Two points to watch:

  • the amounts are indexed every year
  • for an employee who recently joined a car plan, the budget can be granted pro rata

No two employees automatically receive the same budget. TCO varies from one car to the next. A rigorous calculation avoids later payment errors.

5 steps to be ready for 1 January 2027

Setting up a mobility budget takes longer than most HR teams expect. Starting now means building a solid foundation and avoiding last-minute decisions.

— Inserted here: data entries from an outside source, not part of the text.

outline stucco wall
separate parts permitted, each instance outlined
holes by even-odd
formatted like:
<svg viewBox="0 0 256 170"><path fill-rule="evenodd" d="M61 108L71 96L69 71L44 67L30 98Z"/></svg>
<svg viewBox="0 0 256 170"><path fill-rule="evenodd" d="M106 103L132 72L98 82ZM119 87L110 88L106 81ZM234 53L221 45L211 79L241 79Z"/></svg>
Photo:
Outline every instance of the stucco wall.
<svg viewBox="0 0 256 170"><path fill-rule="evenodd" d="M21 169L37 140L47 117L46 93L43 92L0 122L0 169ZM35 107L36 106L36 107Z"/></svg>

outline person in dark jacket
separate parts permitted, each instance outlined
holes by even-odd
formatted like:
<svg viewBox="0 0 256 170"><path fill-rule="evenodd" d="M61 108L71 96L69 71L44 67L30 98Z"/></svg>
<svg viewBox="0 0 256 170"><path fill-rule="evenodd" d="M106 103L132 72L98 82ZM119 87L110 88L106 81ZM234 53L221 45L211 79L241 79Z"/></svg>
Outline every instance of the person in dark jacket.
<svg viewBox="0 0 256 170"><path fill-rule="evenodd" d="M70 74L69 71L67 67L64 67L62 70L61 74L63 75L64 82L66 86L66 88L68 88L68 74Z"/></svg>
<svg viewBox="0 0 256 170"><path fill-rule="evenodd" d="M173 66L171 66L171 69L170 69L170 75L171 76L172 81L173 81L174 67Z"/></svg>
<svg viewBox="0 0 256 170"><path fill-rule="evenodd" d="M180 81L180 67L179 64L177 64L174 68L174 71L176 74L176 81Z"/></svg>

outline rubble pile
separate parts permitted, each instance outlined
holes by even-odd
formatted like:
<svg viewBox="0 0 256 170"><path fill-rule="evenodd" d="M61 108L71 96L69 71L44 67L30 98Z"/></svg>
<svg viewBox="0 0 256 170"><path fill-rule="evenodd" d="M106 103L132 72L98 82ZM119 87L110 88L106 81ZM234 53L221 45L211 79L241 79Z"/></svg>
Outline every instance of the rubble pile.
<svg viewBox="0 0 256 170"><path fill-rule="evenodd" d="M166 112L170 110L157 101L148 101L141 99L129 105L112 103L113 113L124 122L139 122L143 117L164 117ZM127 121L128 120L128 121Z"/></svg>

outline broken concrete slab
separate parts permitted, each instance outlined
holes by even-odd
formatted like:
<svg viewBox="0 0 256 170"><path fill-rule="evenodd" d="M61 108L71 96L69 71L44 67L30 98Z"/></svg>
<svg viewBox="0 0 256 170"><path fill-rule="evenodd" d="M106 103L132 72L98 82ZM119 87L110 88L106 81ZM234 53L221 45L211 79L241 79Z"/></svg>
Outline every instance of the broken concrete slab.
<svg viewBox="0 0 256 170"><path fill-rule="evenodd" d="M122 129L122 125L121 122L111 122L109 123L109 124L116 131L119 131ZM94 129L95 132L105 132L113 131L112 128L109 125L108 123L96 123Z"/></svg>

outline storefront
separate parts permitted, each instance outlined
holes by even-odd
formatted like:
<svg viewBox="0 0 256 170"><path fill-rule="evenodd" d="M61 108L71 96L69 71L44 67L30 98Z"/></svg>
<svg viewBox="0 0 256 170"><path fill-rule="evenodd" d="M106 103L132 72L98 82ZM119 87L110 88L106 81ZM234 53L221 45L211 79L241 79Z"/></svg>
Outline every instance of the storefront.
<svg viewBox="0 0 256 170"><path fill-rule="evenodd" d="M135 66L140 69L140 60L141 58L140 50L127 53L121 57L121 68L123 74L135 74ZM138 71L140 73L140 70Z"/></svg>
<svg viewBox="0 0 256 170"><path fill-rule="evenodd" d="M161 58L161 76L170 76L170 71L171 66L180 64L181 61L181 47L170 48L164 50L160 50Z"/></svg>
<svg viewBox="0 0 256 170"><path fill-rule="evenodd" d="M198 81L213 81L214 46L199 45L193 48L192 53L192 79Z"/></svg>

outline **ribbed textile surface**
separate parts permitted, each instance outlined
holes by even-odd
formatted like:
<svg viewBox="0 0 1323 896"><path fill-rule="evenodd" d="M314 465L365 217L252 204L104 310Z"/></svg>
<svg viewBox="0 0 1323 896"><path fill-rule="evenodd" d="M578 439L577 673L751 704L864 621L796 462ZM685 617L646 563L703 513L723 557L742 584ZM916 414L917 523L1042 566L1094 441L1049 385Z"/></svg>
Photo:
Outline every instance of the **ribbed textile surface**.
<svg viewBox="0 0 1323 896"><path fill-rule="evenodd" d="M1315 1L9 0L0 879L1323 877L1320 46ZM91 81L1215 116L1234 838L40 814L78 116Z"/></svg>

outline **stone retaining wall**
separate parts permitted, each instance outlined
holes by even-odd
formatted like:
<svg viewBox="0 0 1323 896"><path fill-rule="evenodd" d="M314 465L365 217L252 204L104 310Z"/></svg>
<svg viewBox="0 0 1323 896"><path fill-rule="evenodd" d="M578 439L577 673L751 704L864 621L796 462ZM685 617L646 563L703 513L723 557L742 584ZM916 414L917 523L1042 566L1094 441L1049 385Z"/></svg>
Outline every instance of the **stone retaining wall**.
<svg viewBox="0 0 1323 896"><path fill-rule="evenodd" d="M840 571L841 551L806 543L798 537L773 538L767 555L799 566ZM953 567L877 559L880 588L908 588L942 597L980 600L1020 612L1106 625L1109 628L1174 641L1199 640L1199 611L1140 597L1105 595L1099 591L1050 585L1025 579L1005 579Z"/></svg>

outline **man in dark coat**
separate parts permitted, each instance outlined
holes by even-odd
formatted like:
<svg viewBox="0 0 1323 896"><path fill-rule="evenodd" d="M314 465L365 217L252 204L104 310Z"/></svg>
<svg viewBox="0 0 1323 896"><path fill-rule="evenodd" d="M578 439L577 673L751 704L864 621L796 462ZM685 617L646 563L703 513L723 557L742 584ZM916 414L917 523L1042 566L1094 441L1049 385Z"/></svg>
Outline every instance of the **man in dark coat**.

  1. check your scope — count the total workforce and assess how long you have been offering company cars
  2. map your car fleet — which employees have a company car, what is the TCO per car, when do the leasing contracts expire?
  3. calculate individual budgets — based on TCO per employee and the applicable legal limits
  4. choose a management platform — it simplifies administration, from budget tracking to reimbursements in pillar 2
  5. communicate early — explain the options available, give concrete examples per pillar and leave enough time for questions

Practical advice: do not wait for current leasing contracts to expire before starting to prepare. Implementation — platform selection, calculations and internal communication — takes at least three to six months.

Start now, avoid the rush

The mobility budget is set to become a fixed part of the salary package in thousands of Belgian companies. The deadline for employers with 50 or more employees is 1 January 2027 — and the vast majority is not yet ready. Starting now means turning a legal obligation into a real benefit for your employees.